It has turned cool the past few days. A cold system from Alaska and beyond has been slipping by and teasing us with winter promises. It is still a bit too early for the trees to really be in their flashy fall outfits but some of them are too eager to wait and have begun primping for the big show. The long dry summer we had brought some unusual rewards in my garden this year. Many plants that would be dormant many weeks by now are instead blooming. There are oriental poppies blooming with fiery red sumacs and forget-me-nots putting on a private show behind the waterfalls. The “blooms once a season” climbing roses are flowering like it was June. Candy tuft is making an encore as are the delicate lavender water hyacinth. I had planned on filling the compost bin with them. They had other plans apparently. I even have sword ferns that have decided to unfurl one last frond or two before the winter season hits. Honeysuckle is sweetly blooming right along as though it had no idea what time it was.

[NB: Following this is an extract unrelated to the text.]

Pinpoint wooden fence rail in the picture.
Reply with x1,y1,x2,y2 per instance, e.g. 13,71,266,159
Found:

I have loved every single flower and speck of green this year; from the first colorful peek of tiny crocus to the full blown shameless display of six foot daisies. The colors and flowers of spring and summer have paraded in the grandest display of exuberance. The scents have carried me away to distant lands of memory and future fantasies. I have delighted at the determined and unexpected sprouts that grew to become spectacular plants. Just not exactly where I planted them.
I have especially rejoiced in the tenacious spirit of plants that refused to die. The little sumac tree in these pictures for instance. Last summer I dug him out of my neighbor’s trash. Her rambunctious dogs had chewed the poor thing down to a nub. It looked pretty darn dead. One day I noticed that dead stick in the trash was leafing. There was no dirt anywhere to be found in that trash can but this little stick was not impressed with that trivial detail. He wasn’t giving up so easy. I took him home and put his one foot length of dead stick and single leaf in a bucket of water. Later I planted him above the pond and he took off like the weed he knew he could be.
I have stories of near death experiences throughout my garden. There are plants that I culled from the dead racks parked by trash bins at nurseries and behind Home Depot. Orphans that no one wanted, sad little flowerless plants with sagging leaves kicked to the curb and left for dead. I offered them sanctuary from neglect and pretty plant syndrome and they found a home in my garden. They have rewarded me with an abundance of lush growth and riotous color for which I am truly grateful.
Now the weather begins to hint at an end to this long day we call summer and I am finally ready. I am ready to put my pastel summer dress away in favor of a warmer richer sweater. I am ready to turn my iced tea in for a hot cup of cocoa and cool salads in exchange for hearty stews. This has been one fantastic party and I have partied like a rock star. I took pictures like a tourist with a new camera and I oohed and ahhed like a fan at a Hollywood premier. I have had a ball but it’s getting late and I am getting tired. I am ready to curl up next to the fire with a blanket and a hot cup of Joe. So will somebody please tell my stupid garden to pack it in and go to sleep already? I don’t want to be out there deadheading in the middle of December! Oriental poppies in October? Come ON!